Metabolic Flexibility
The body's ability to switch smoothly between glucose and fat/ketones as fuel without crashing or experiencing urgent hunger. Developed through structured eating rhythms and whole-food nutrition.
Microbiome
The ecosystem of trillions of bacteria in the large intestine — responding to both food quality and meal timing. Fasting windows allow the Migrating Motor Complex to run; fibre feeds the bacteria. Both matter.
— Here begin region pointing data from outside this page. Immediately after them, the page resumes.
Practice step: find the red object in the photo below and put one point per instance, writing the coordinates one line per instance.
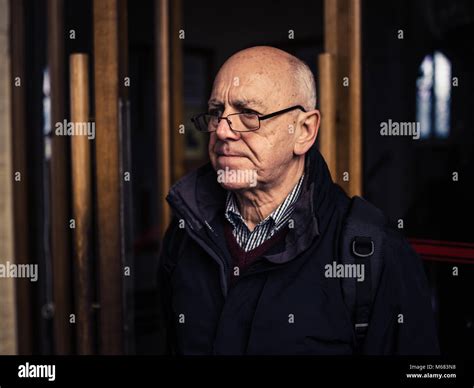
(444, 251)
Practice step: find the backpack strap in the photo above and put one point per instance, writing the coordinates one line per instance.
(361, 243)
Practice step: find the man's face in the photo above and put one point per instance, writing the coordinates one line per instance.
(249, 159)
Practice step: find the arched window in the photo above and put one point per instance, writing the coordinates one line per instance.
(433, 100)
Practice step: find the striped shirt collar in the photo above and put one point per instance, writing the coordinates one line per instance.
(266, 228)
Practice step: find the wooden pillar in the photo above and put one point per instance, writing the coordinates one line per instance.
(20, 179)
(60, 184)
(177, 137)
(108, 175)
(342, 39)
(163, 110)
(82, 202)
(8, 334)
(327, 133)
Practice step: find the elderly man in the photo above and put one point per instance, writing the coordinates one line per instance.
(265, 254)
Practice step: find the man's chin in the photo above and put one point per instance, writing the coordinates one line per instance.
(232, 186)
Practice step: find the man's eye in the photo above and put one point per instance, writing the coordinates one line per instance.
(215, 112)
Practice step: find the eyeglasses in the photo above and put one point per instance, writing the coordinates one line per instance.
(238, 122)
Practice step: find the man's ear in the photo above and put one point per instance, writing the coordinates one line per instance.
(308, 131)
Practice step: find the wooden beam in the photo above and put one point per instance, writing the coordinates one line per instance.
(342, 37)
(82, 203)
(177, 138)
(108, 175)
(355, 98)
(20, 180)
(60, 185)
(163, 111)
(327, 132)
(8, 333)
Migrating Motor Complex (MMC)
A sweeping wave of muscular contractions moving through the stomach and small intestine between meals — clearing food residue, relocating bacteria, and preventing stagnation. Only activates when eating stops; even small snacks interrupt and reset the cycle.
Mitochondria
The energy-producing organelles inside cells — converting glucose and fatty acids into ATP. A primary target of cellular maintenance (autophagy); older, less-efficient mitochondria are recycled and replaced during fasting windows.
Nutrient Density
The concentration of essential nutrients (protein, vitamins, minerals, fibre) relative to calories. Nutrient-dense foods — legumes, leafy greens, eggs, berries — provide the raw materials for repair; ultra-processed foods provide calories without materials.
Overnight Fast
A fasting window spanning the sleeping hours — typically 12–16 hours from the last evening meal to the first morning meal. The most practical and sustainable fasting approach; already built into healthy human sleep rhythms.
Rebound Hunger
Strong, urgent hunger following aggressive restriction — driven by under-protein meals, breaking fasts with sugar, or fasting windows that exceed the body's current adaptation level. Resolved by shortening the fast and fixing first-meal structure.
Refeeding
The process of breaking a fast. The first meal after a fast strongly influences blood sugar stability, gut comfort, and the next several hours of energy. Best practice: protein + fibre + minerals first.
Repletion
Restoring nutrient reserves — protein, minerals, vitamins — before introducing fasting restriction. The Nutriofia principle: nourish first, then create space. Fasting on a depleted system amplifies symptoms.
Stabilisation Phase
A period of focusing on nutrition, sleep, and meal structure before extending fasting windows. Not a setback — intelligent calibration that makes subsequent fasting more effective and comfortable.
Sulfonylureas
A class of oral diabetes medication that stimulates insulin secretion regardless of blood glucose — particularly dangerous during fasting. Require clinician-supervised dose adjustment before any fasting protocol begins.
Thyroid
The gland that regulates metabolic speed. Sensitive to prolonged calorie restriction — severe under-eating can slow thyroid output as a survival response, causing fatigue, cold intolerance, and low mood.
Time-Restricted Eating (TRE)
A daily eating pattern where food is consumed within a consistent window (8, 10, or 12 hours). The most practical and evidence-supported form of intermittent fasting — achievable simply by shifting dinner earlier or breakfast later.